Who can we prosecute for [the] deaths? Nobody. Mother Nature, G-d, where did this virus come from? People are going to die by this virus, that is the truth…. Older people, vulnerable people are going to die from this virus. This is going to happen despite whatever you do; with all our progress as a society, we can’t keep everyone alive. Older people are more vulnerable. That is a fact that is not going to change…. You can have a situation where everyone did the right thing, and everyone tried their best, and people still die.

When a reporter pressed him further about his nursing home policy, he added:

Some think that the mandates that are currently in place, if they were in place from the get-go, they feel that their loved ones might still be here. [But] people rationalize death in different ways. I don’t think there is any rationale to say they would be alive today…. I increased the hospital capacity to an extent that we didn’t even need…. [We] did everything we could.

It’s little wonder why the governor abandoned his tough cop threats and decided to wax philosophical. Just days before, he was forced to withdraw his incomprehensible March 25 directive to nursing homes, which barred them from refusing hospital referrals on the basis of coronavirus concerns:

No resident shall be denied re-admission or admission solely based on a confirmed or suspected diagnosis of COVID-19. NHs (nursing homes) are prohibited from requiring a hospitalized resident who determined medically stable to be tested for COVID-19 prior to admission or readmission.

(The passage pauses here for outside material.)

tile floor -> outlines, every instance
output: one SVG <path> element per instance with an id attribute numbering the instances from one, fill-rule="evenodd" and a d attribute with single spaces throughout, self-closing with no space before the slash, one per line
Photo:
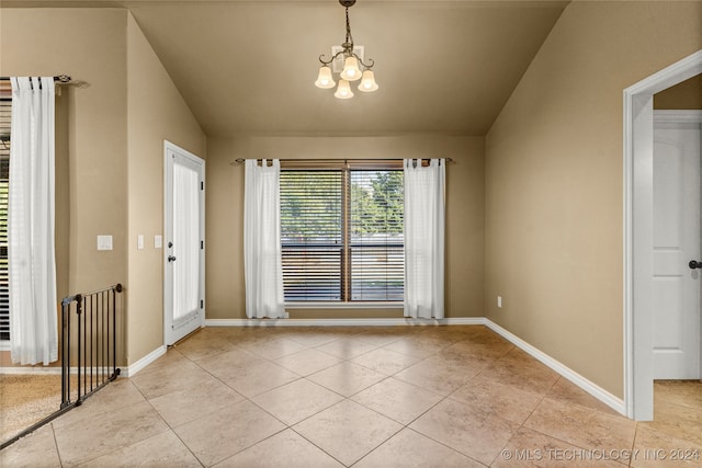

To be sure, the policy was said to have been designed to meet the “urgent need to expand hospital capacity…to be able to meet the demand for patients with COVID-19 requiring acute care.” But from day one, it has been obvious that the elderly were particularly vulnerable to the coronavirus, both because of their advanced age and the prevalence of underlying conditions among them.

Afterward, the governor was lambasted by incredulous New Yorkers – citizens and health professionals alike – not only nursing home operators. So Cuomo switched gears and announced a superseding regulation that provides that patients must test negative for the virus before hospitals can refer them to nursing homes.

He went on to say, rather incongruously: “We’re just not going to send a person who is positive to a nursing home after a hospital visit. Period. This virus uses nursing homes. They are ground zero. It’s a congregation of vulnerable people.”

But what facts on the ground changed since his initial order? The governor didn’t say and, of course, none had.

However, Cuomo didn’t let it rest there. He came up with a new order, too, which bespeaks of yet another failure to think things through. Nursing homes must now test their staff twice weekly for the virus. If this is important, why was it introduced so late in the game?

Further, according to The New York Post, there are 160,000 nursing home and 45,000 assisted-living staffers statewide, so bi-weekly tests mean 410,000 tests a week. Yet, there’s currently no way existing test processors can handle that volume. The largest public facility handles 6,000 a week, and resorting to private companies has not worked out and would cost more than $41 million. In addition, there is a scarcity of available testing kits to handle a load of two tests per week.

And there is another troubling indication of a serious lack of planning. The governor announced in the same press conference that those nursing homes workers who refuse to take tests would forfeit their jobs. He said workers cannot be forced to take a test, but they also do not have a right to work in a nursing home.

Then he quickly added this:

I’d have to check with my lawyers because I always get myself into litigation, I would say unnecessarily. We can’t make you take a test. But if a test is available and there’s no cost to you, why wouldn’t you take the test? If you don’t want to take the test, why would we let you work in a nursing home and let you endanger a potentially vulnerable population?

May we respectfully request that when dealing with the coronavirus, press conferences – even dramatic and popular ones – are no substitute for thoughtful policy analysis and deliberation.